Resmi Ditangkap! Polda Jatim Sukses Ringkus Tersangka Pencurian Komodo dari Manggarai Barat ke Surabaya
--
Merusak CCTV Demi Melancarkan Aksi
Tersangka pelaku dikabarkan telah merusak sistem pengawasan, termasuk mencabut kamera CCTV di lokasi, demi melancarkan aksinya pada tahun 2025 kemarin.

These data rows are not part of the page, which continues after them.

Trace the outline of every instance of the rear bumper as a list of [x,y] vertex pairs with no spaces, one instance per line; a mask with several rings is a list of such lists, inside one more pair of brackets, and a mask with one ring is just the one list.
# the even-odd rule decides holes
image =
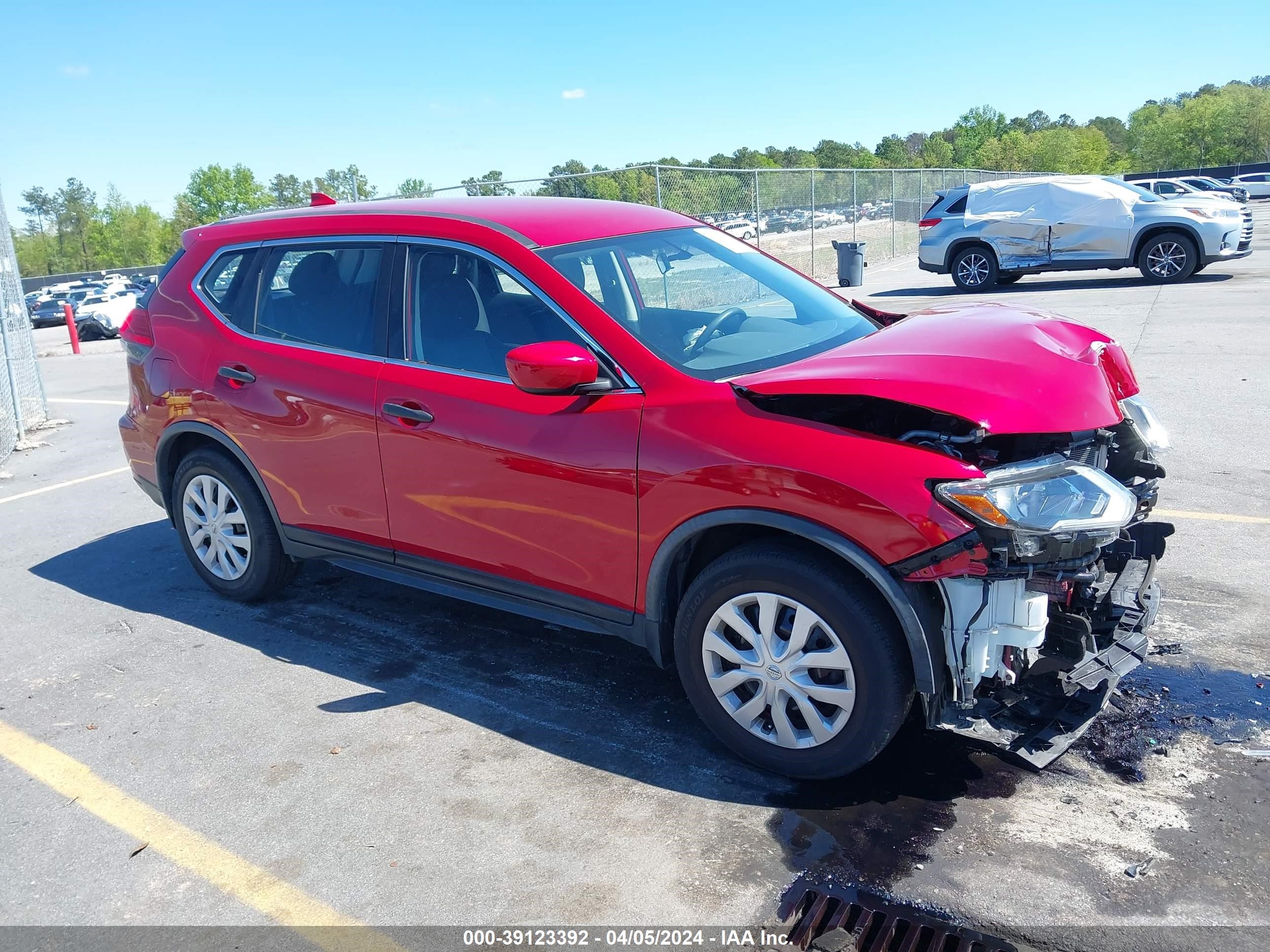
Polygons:
[[1200,255],[1200,260],[1204,264],[1213,264],[1215,261],[1233,261],[1237,258],[1247,258],[1250,254],[1252,254],[1252,245],[1248,245],[1242,251],[1234,248],[1229,248],[1224,251],[1218,251],[1217,254],[1213,255]]
[[163,501],[163,490],[160,490],[150,480],[144,479],[137,473],[132,473],[132,479],[138,486],[141,486],[141,491],[145,493],[147,496],[150,496],[151,501],[154,501],[156,506],[159,506],[164,512],[168,512],[168,506]]

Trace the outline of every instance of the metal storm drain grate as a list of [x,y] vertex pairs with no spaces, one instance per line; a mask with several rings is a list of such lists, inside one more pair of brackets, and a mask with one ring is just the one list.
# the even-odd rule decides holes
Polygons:
[[856,952],[1017,952],[1003,939],[963,929],[908,906],[886,902],[852,886],[798,880],[777,915],[792,919],[789,942],[808,948]]

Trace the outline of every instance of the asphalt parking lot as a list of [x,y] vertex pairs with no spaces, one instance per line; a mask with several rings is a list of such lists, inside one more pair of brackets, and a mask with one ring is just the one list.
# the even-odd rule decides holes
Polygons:
[[[1208,949],[1200,927],[1234,925],[1224,948],[1264,948],[1270,202],[1255,215],[1259,250],[1185,284],[988,296],[1114,335],[1175,446],[1162,652],[1041,774],[906,730],[860,774],[792,783],[616,638],[325,565],[221,600],[123,470],[117,341],[71,357],[37,331],[69,423],[0,465],[0,922],[757,927],[806,875],[1020,947]],[[964,300],[911,259],[869,270],[884,310]]]

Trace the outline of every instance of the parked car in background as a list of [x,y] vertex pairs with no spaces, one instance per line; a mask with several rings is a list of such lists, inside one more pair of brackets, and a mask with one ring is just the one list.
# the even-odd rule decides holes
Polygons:
[[[30,312],[30,326],[32,327],[55,327],[58,324],[66,322],[66,311],[62,305],[69,303],[64,301],[57,301],[48,298],[47,301],[41,301],[36,310]],[[75,314],[75,305],[71,305],[71,314]]]
[[733,218],[732,221],[719,222],[715,227],[744,241],[753,241],[758,235],[758,227],[748,218]]
[[1147,655],[1167,438],[1076,321],[885,315],[668,209],[489,197],[201,225],[121,336],[193,569],[130,584],[319,559],[617,635],[804,778],[911,711],[1043,767]]
[[1165,201],[1135,182],[1097,175],[940,192],[917,223],[918,267],[951,274],[963,291],[986,291],[1025,274],[1092,268],[1137,267],[1147,281],[1171,283],[1252,254],[1252,212],[1194,192]]
[[1270,173],[1267,171],[1236,175],[1231,179],[1231,184],[1246,189],[1248,198],[1270,198]]
[[85,339],[117,338],[123,320],[136,302],[137,296],[131,292],[103,291],[90,294],[75,312],[75,326]]
[[1186,175],[1180,178],[1179,182],[1184,185],[1196,188],[1200,192],[1224,192],[1240,203],[1248,201],[1248,190],[1242,185],[1232,185],[1227,182],[1218,182],[1217,179],[1210,179],[1206,175]]

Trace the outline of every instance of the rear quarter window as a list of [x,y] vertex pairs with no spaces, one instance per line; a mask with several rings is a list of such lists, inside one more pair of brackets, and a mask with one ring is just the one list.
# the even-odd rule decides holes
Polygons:
[[150,306],[150,298],[154,297],[155,291],[157,291],[159,286],[163,284],[163,279],[168,277],[168,272],[171,270],[173,265],[177,264],[177,261],[179,261],[184,254],[185,254],[184,248],[177,249],[175,254],[173,254],[173,256],[168,259],[168,263],[159,269],[159,275],[154,279],[150,287],[145,289],[145,293],[141,294],[141,298],[137,301],[137,307]]
[[225,251],[198,284],[221,317],[248,333],[255,329],[255,256],[250,248]]

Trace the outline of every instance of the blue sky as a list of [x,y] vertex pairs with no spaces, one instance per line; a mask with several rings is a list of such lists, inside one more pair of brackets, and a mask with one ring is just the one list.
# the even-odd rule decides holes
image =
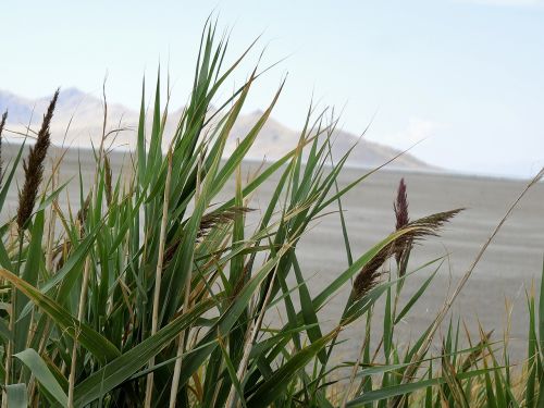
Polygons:
[[[195,3],[195,2],[194,2]],[[38,97],[57,86],[139,103],[159,62],[189,89],[202,24],[231,29],[234,58],[262,35],[251,63],[287,57],[255,87],[264,107],[287,75],[274,116],[299,128],[311,96],[342,126],[413,149],[436,165],[530,176],[544,165],[544,1],[24,1],[0,16],[0,88]],[[243,76],[237,77],[240,82]],[[232,84],[234,86],[234,83]]]

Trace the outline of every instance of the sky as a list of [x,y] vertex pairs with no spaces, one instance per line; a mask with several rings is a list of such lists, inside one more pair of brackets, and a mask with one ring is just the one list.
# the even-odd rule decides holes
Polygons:
[[[287,78],[273,116],[301,128],[310,101],[339,125],[463,173],[529,177],[544,165],[544,1],[21,1],[2,8],[0,89],[75,86],[137,109],[159,64],[186,100],[212,14],[234,60],[260,36],[240,84],[279,62],[246,111]],[[151,87],[149,87],[151,90]]]

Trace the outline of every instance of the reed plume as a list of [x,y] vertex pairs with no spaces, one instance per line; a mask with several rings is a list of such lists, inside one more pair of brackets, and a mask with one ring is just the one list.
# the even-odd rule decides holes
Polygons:
[[404,227],[398,230],[397,233],[401,234],[380,249],[356,276],[354,281],[355,298],[361,298],[376,285],[381,275],[380,268],[397,250],[404,251],[407,245],[412,245],[412,243],[424,239],[428,236],[438,235],[438,231],[444,224],[462,210],[462,208],[459,208],[452,211],[437,212],[413,222],[408,222]]
[[17,226],[23,231],[32,217],[36,197],[38,196],[39,185],[44,177],[44,163],[46,161],[47,150],[51,144],[51,132],[49,126],[53,118],[54,107],[59,98],[59,89],[53,95],[51,102],[44,115],[41,128],[38,132],[36,144],[30,147],[27,160],[23,161],[25,172],[25,183],[18,194]]
[[[397,199],[393,202],[393,209],[395,210],[396,219],[395,230],[400,231],[410,222],[408,217],[408,195],[406,193],[406,183],[404,177],[400,178],[400,183],[398,183]],[[403,255],[407,252],[410,247],[409,244],[409,242],[406,242],[395,245],[394,252],[397,265],[400,265]]]
[[112,186],[111,186],[111,165],[110,165],[110,159],[108,158],[108,154],[104,154],[103,164],[104,164],[106,202],[108,203],[108,207],[109,207],[109,206],[111,206],[111,200],[112,200],[113,194],[112,194]]
[[0,186],[2,185],[2,132],[5,125],[5,120],[8,119],[8,111],[3,112],[2,119],[0,120]]
[[200,220],[200,226],[197,233],[198,238],[206,236],[210,231],[222,224],[228,224],[234,221],[237,215],[252,211],[247,207],[231,207],[220,212],[210,212]]

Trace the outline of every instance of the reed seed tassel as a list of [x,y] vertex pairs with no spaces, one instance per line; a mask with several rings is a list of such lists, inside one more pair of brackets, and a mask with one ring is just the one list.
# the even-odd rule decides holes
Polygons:
[[[408,218],[408,195],[406,194],[406,183],[404,178],[400,178],[400,183],[398,184],[397,189],[397,199],[393,202],[393,209],[395,210],[395,230],[400,231],[406,225],[410,219]],[[397,261],[397,265],[400,265],[400,260],[406,250],[410,247],[409,243],[398,243],[395,246],[395,260]]]
[[354,281],[355,298],[360,299],[375,286],[378,279],[381,275],[379,272],[380,267],[382,267],[382,264],[384,264],[396,250],[404,251],[406,250],[407,245],[412,245],[412,243],[418,239],[423,239],[428,236],[436,236],[438,234],[438,230],[462,210],[462,208],[459,208],[452,211],[437,212],[435,214],[408,222],[404,227],[397,231],[397,233],[401,232],[401,234],[397,235],[395,239],[380,249],[378,254],[364,267],[362,267],[361,271],[356,276]]
[[110,165],[110,159],[108,158],[108,154],[104,154],[104,157],[103,157],[103,165],[104,165],[106,202],[108,203],[108,207],[109,207],[109,206],[111,206],[113,190],[112,190],[112,186],[111,186],[111,165]]
[[2,119],[0,120],[0,186],[2,186],[2,132],[5,125],[5,120],[8,119],[8,111],[3,112]]
[[17,208],[17,226],[20,231],[26,227],[28,220],[32,217],[36,197],[38,196],[39,185],[44,177],[44,163],[46,161],[47,150],[51,144],[51,132],[49,126],[53,118],[54,106],[59,98],[59,89],[53,95],[49,108],[44,115],[41,128],[38,132],[36,144],[30,147],[27,160],[23,161],[25,172],[25,183],[23,189],[18,194]]

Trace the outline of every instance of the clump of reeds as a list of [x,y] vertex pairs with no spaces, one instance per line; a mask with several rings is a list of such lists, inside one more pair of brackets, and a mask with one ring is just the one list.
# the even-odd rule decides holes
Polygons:
[[36,203],[36,197],[38,196],[39,185],[44,178],[44,163],[46,161],[47,150],[51,144],[51,132],[49,126],[53,118],[53,111],[58,98],[59,89],[54,92],[47,112],[44,115],[44,121],[41,122],[36,144],[30,147],[28,158],[23,161],[25,182],[23,189],[18,194],[17,208],[17,226],[20,231],[25,228],[26,223],[32,217],[34,206]]

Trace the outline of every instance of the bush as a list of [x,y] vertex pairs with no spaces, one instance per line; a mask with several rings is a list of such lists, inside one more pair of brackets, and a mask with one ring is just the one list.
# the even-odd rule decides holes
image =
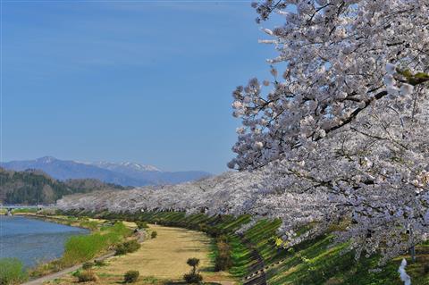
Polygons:
[[130,270],[123,275],[123,281],[125,283],[134,283],[139,279],[140,273],[138,271]]
[[94,264],[96,266],[105,266],[107,264],[104,260],[94,260]]
[[203,281],[203,276],[197,271],[197,267],[199,265],[199,259],[195,257],[189,258],[186,263],[191,266],[192,269],[190,272],[183,275],[185,281],[189,284],[200,283]]
[[98,277],[92,271],[84,271],[79,272],[78,274],[78,281],[80,282],[97,282],[98,281]]
[[199,259],[192,257],[192,258],[188,259],[188,261],[186,263],[188,264],[188,265],[193,267],[193,269],[192,269],[193,271],[196,271],[197,267],[199,265]]
[[0,285],[20,284],[26,280],[27,272],[19,259],[0,259]]
[[92,267],[94,267],[94,263],[91,263],[91,262],[86,262],[82,264],[82,269],[83,270],[89,270]]
[[137,224],[137,227],[140,230],[148,228],[147,222],[146,222],[138,221],[138,222],[136,222],[136,224]]
[[116,247],[116,252],[114,253],[116,256],[122,256],[128,253],[135,252],[140,248],[141,245],[136,240],[132,239],[130,241],[126,241],[121,245]]
[[188,284],[200,283],[203,281],[203,276],[198,273],[189,272],[183,275],[183,279]]

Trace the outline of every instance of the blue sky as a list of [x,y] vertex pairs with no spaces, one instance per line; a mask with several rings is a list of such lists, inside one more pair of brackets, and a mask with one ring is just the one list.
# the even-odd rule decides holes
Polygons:
[[226,170],[234,88],[268,77],[250,1],[3,2],[3,160]]

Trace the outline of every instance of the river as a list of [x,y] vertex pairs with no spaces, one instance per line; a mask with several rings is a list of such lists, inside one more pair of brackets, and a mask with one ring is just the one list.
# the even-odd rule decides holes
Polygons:
[[21,216],[0,216],[0,258],[16,257],[26,267],[60,257],[72,235],[88,231]]

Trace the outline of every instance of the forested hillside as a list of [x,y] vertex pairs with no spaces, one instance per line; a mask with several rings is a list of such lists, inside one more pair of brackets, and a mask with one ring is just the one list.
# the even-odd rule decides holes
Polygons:
[[97,180],[59,181],[39,171],[14,172],[0,168],[0,203],[52,204],[64,195],[94,190],[118,190],[126,188]]

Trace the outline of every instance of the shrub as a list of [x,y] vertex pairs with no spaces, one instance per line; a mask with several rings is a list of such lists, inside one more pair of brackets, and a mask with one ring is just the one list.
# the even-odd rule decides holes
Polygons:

“Mencabut salah satu kamera CCTV,” tambah Zacky mengenai modus kejahatan para pelaku. Komodo yang dicuri tersebut kemudian dijual kepada seorang penadah berinisial R di Surabaya seharga Rp 5 juta. Penadah tersebut adalah warga asal Reo, Manggarai, NTT, yang tinggal di Surabaya. Komodo tersebut dikirim ke Surabaya melalui jalur laut.
Kendati demikian, upaya penyelundupan tersebut berhasil digagalkan oleh pihak Polda Jawa Timur. Seusai Ruslan ditangkap, ungkap Zacky, personel Polda Jawa Timur datang ke Manggarai Timur sebagai upaya turut serta memburu Junaidin.
Junaidin diketahui sempat berpindah-pindah tempat persembunyian selama tiga hari di kala pengejaran oleh polisi. Warga Pota, Kelurahan Pota, Kecamatan Sambi Rampas, itu akhirnya menyerahkan diri ke Polisi pada 3 April 2026.
Polisi masih mendalami proses penyelundupan Komodo itu tersebut ke Surabaya. Pengakuan salah satu tersangka, komodo itu diselundupkan menggunakan kapal kayu. Akan tetapi, informasi lain menyebutkan penyelundupan komodo itu menggunakan kapal kecil semacam tol laut di Reo.
Pencurian dan perdagangan ilegal satwa dilindungi adalah kejahatan serius yang memiliki dampak destruktif luas, tidak hanya bagi hewan tersebut tetapi juga manusia dan ekosistem.